Examples of agent-based Generative AI tools include Auto-GPT and BabyAGI, while platforms like Google’s AI Platform and AWS’s SageMaker facilitate the deployment and management of these applications. Agent-based Generative AI applications are already being used to create new products and services, automate tasks, and enhance accessibility.
AI at the Edge
‘At-the-edge’ AI involves deploying AI models on devices such as laptops, smartphones, cameras, drones, robots, and sensors. This approach is gaining momentum due to its benefits in speed, privacy, security, and energy efficiency. It reduces reliance on cloud servers by bringing AI processing closer to the data source.
NVIDIA has been a pioneer in edge AI with its Jetson platform, leveraging its early investment in high-performance GPU technology. NVIDIA’s comprehensive software ecosystems and tools, such as TensorRT and Deepstream, support efficient AI model development and acceleration. Despite higher GPU costs, NVIDIA remains a mainstream choice in the AI community.
Several competitors offer cheaper and faster alternatives to Jetson. These include Google’s Edge TPU, Intel’s Movidius Myriad X, Xilinx’s Zynq UltraScale+ MPSoC, NXP’s i.MX 8M Plus, and Qualcomm’s Snapdragon 865, all of which focus on hardware design and software ecosystems to optimize AI model utilization.

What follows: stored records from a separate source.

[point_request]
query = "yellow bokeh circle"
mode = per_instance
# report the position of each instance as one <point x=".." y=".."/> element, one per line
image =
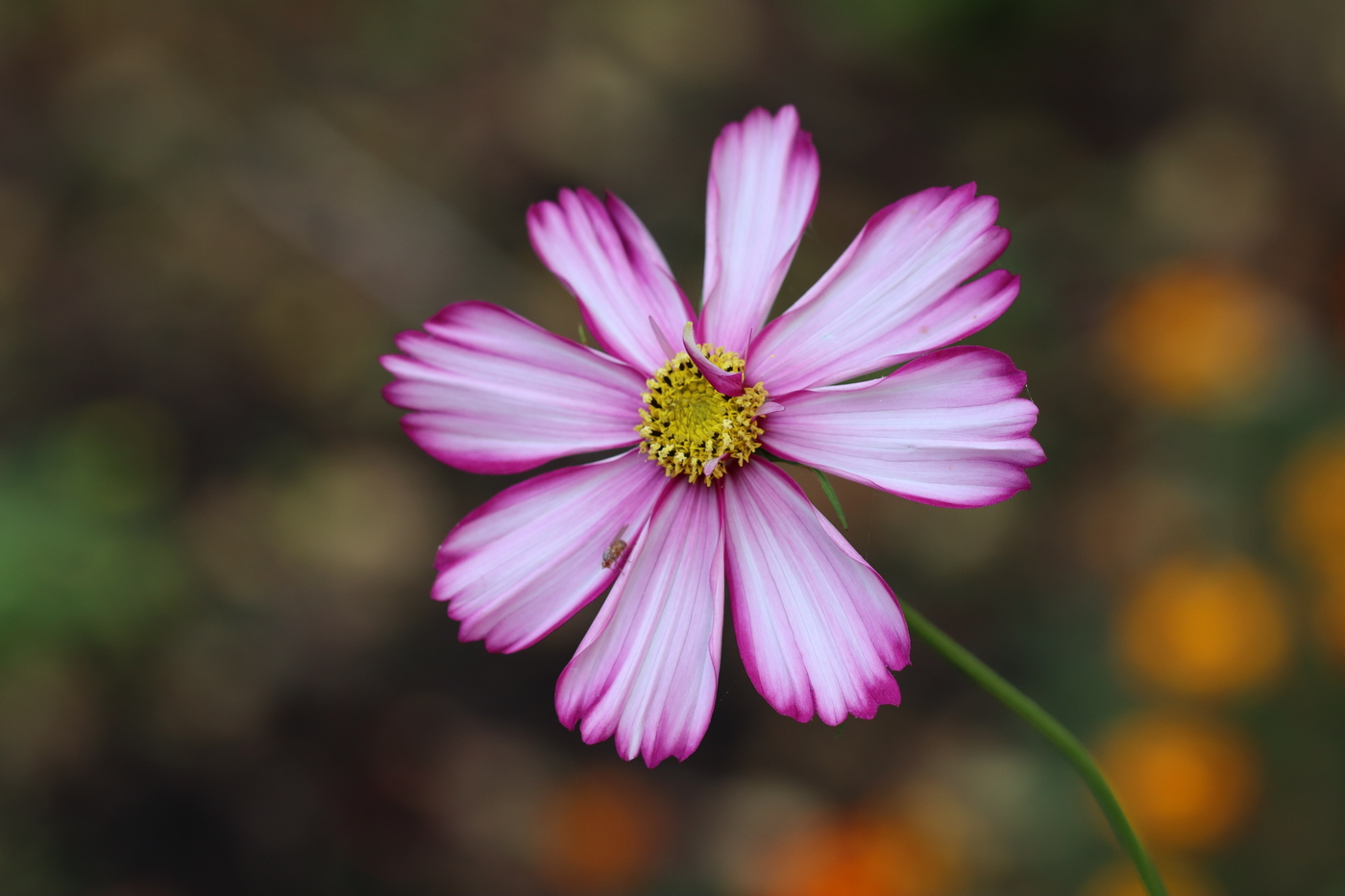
<point x="1192" y="334"/>
<point x="1186" y="782"/>
<point x="1204" y="627"/>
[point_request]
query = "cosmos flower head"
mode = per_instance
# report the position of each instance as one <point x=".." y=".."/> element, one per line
<point x="692" y="505"/>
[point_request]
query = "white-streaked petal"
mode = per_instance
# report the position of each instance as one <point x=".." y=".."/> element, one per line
<point x="609" y="262"/>
<point x="763" y="187"/>
<point x="897" y="292"/>
<point x="648" y="668"/>
<point x="491" y="392"/>
<point x="945" y="429"/>
<point x="817" y="626"/>
<point x="531" y="556"/>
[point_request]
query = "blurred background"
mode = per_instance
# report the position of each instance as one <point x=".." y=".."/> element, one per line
<point x="221" y="671"/>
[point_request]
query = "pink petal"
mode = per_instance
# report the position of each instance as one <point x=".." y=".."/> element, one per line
<point x="817" y="626"/>
<point x="493" y="392"/>
<point x="609" y="262"/>
<point x="893" y="295"/>
<point x="763" y="188"/>
<point x="648" y="668"/>
<point x="531" y="556"/>
<point x="944" y="429"/>
<point x="722" y="381"/>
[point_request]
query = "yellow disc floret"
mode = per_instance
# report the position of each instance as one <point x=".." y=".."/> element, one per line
<point x="689" y="426"/>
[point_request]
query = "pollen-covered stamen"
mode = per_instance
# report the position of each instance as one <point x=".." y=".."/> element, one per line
<point x="689" y="426"/>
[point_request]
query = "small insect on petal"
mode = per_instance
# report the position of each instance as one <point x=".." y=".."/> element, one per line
<point x="614" y="550"/>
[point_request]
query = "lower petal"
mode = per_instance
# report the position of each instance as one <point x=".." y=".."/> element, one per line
<point x="648" y="666"/>
<point x="531" y="556"/>
<point x="945" y="429"/>
<point x="817" y="626"/>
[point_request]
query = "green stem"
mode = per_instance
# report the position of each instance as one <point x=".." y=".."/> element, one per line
<point x="1052" y="731"/>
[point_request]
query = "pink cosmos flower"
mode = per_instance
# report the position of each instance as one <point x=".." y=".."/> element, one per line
<point x="693" y="502"/>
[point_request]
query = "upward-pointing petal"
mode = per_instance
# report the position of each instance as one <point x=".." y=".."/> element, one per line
<point x="648" y="668"/>
<point x="762" y="191"/>
<point x="897" y="292"/>
<point x="609" y="262"/>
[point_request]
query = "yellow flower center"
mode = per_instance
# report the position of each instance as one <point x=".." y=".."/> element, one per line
<point x="688" y="423"/>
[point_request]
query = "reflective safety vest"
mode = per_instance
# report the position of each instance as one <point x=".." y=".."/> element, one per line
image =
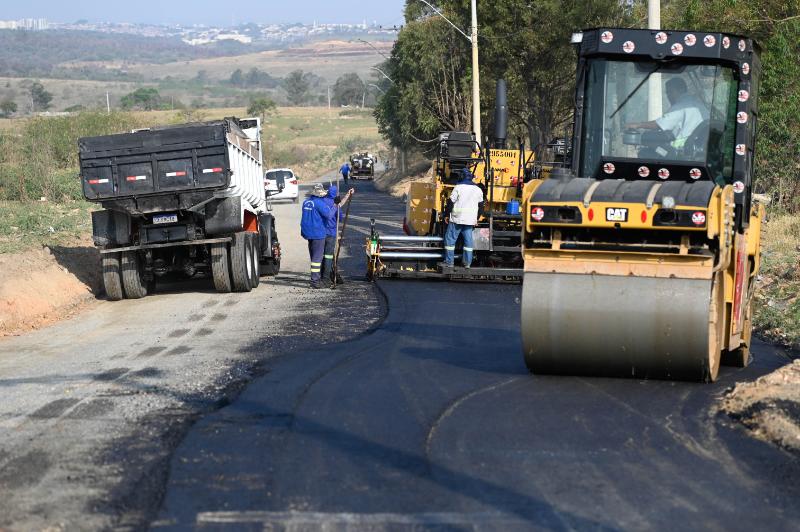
<point x="313" y="222"/>
<point x="465" y="197"/>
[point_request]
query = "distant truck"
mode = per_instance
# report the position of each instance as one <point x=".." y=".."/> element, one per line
<point x="363" y="165"/>
<point x="187" y="199"/>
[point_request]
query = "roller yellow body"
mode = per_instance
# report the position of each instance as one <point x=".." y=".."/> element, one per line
<point x="640" y="259"/>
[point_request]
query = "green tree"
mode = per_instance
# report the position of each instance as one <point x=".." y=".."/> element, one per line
<point x="7" y="108"/>
<point x="297" y="85"/>
<point x="145" y="99"/>
<point x="536" y="59"/>
<point x="261" y="107"/>
<point x="40" y="97"/>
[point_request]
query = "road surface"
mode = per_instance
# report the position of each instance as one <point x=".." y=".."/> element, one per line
<point x="94" y="406"/>
<point x="432" y="421"/>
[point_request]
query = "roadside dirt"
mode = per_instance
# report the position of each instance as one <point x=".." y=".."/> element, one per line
<point x="397" y="184"/>
<point x="41" y="286"/>
<point x="769" y="406"/>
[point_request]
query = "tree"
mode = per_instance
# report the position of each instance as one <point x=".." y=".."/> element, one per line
<point x="536" y="59"/>
<point x="297" y="85"/>
<point x="40" y="97"/>
<point x="261" y="107"/>
<point x="145" y="99"/>
<point x="7" y="108"/>
<point x="349" y="90"/>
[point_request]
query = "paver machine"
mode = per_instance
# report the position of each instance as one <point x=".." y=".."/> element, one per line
<point x="500" y="172"/>
<point x="641" y="256"/>
<point x="362" y="165"/>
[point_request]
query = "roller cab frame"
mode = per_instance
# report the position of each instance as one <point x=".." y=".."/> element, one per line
<point x="640" y="256"/>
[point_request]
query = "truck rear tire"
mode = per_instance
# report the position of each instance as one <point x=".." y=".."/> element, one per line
<point x="132" y="278"/>
<point x="111" y="276"/>
<point x="255" y="252"/>
<point x="221" y="267"/>
<point x="241" y="254"/>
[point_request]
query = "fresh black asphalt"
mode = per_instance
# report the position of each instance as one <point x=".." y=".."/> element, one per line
<point x="431" y="421"/>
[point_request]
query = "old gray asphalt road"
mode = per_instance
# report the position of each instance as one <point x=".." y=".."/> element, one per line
<point x="93" y="407"/>
<point x="431" y="421"/>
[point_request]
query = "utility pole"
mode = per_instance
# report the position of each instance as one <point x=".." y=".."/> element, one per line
<point x="476" y="95"/>
<point x="654" y="105"/>
<point x="476" y="80"/>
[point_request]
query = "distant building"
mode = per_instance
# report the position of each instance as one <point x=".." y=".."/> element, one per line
<point x="30" y="24"/>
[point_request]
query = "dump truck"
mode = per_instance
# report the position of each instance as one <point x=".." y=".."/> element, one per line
<point x="500" y="172"/>
<point x="641" y="255"/>
<point x="186" y="199"/>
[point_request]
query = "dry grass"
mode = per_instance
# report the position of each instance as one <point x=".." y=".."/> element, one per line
<point x="777" y="309"/>
<point x="328" y="59"/>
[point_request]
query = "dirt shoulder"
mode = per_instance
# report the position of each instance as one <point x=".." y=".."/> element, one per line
<point x="397" y="183"/>
<point x="769" y="406"/>
<point x="41" y="286"/>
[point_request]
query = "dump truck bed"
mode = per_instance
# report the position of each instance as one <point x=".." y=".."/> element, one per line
<point x="213" y="157"/>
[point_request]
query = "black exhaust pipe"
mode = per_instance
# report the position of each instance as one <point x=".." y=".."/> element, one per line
<point x="501" y="115"/>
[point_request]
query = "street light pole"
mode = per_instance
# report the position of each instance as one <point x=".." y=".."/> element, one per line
<point x="476" y="80"/>
<point x="654" y="105"/>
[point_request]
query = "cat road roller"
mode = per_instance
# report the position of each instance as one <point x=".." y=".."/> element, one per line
<point x="500" y="173"/>
<point x="640" y="257"/>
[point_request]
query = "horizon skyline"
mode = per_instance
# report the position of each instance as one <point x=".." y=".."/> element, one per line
<point x="208" y="13"/>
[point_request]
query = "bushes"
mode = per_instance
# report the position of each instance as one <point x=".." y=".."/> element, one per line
<point x="40" y="159"/>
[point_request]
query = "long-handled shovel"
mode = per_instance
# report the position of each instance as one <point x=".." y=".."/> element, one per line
<point x="339" y="236"/>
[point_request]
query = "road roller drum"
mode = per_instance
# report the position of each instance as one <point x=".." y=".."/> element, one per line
<point x="615" y="326"/>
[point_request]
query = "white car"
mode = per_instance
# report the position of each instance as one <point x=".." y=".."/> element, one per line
<point x="281" y="183"/>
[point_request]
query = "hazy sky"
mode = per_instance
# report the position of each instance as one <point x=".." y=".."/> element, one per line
<point x="216" y="12"/>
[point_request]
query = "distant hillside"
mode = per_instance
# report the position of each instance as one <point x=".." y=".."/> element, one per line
<point x="41" y="54"/>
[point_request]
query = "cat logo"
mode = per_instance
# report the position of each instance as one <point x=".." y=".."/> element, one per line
<point x="616" y="214"/>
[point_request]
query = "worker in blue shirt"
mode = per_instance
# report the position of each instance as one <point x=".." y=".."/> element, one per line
<point x="313" y="227"/>
<point x="335" y="202"/>
<point x="345" y="171"/>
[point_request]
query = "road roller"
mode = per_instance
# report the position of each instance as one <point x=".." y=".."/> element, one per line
<point x="500" y="172"/>
<point x="640" y="255"/>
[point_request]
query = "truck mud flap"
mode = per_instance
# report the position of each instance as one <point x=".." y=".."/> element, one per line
<point x="110" y="228"/>
<point x="224" y="216"/>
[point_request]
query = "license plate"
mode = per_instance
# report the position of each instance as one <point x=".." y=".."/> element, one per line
<point x="165" y="218"/>
<point x="616" y="214"/>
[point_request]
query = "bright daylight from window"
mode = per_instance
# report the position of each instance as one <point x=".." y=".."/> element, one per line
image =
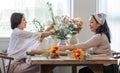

Apple has also entered this field with its M1 and M2 chips, featuring powerful Neural Engines ideal for AI tasks like image recognition and natural language processing. Apple’s A16 Bionic chip in the iPhone 14 series and the A17 chip in the iPhone 15 Pro further enhance AI performance with low power consumption.
Qualcomm is set to release the Snapdragon Elite Gen 3 in early 2024, promising significant advancements in AI processing speed and efficiency. The competition in edge AI devices is expected to intensify in 2024 and beyond.